Alongside this attachment to knowing, we can also observe the tendency to defend what we know (or what we believe we know).  We can notice that we cling to what we believe, and that we attempt to prove to ourselves that our views are right.   At deeper levels, we can also see the extent to which particular views and beliefs come to be invested with a sense of self.

At a yet more fundamental level, we can see how we identify with the faculty of knowing: we become the knower, never noticing, much less questioning, the assumption that who I am is the one who knows.  Indeed, the function of knowing is a basic aspect of the conscious mind, integrally involved in giving rise to the sense of self.  So, whatever it is I take my self to be, the ability to know is at the core of it.

This kind of self-identity rests on several false assumptions.  Self-as-knower is based on what we have come to know in our lives along with all of its associated beliefs and assumptions.  It may readily become a closed circuit that limits our thinking, our relating, and our way of being in the world.  When we inquire deeply about what we know, we can begin to see that what we think we know keeps us from seeing what we don’t know, which is nearly everything[1].

When, in contrast, we are able to let go of needing to know and can relax into not having all the answers, we can begin to access a domain of deeper awareness that is based not in what we know but in the simple experience of being.  Such open and authentic experience of the present moment allows the emergence of insight and creativity.   As we learn to locate ourselves in the experience of not knowing, we can begin to transcend limiting identifications with the self as knower.

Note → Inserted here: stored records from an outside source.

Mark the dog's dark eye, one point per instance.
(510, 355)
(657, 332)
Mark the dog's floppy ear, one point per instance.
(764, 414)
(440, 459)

Not-knowing is the hallmark not just of this inquiry, but of any true inquiry.

As Socrates said, true wisdom comes to us when we realize how little we understand about life, ourselves, and the world around us.

“Thinking we know costs us

everything we don’t know —

which is nearly everything”.

…Gregory Kramer[i]

[i] Kramer, Gregory (2007)  Insight Dialogue: The Interpersonal Path To Freedom.  Shambhala Press, Boston

 

 

 

 

[1] Quote from Gregory Kramer, 2007   Insight Dialogue: The Interpersonal Path To Freedom.   Shambhala Press, Boston.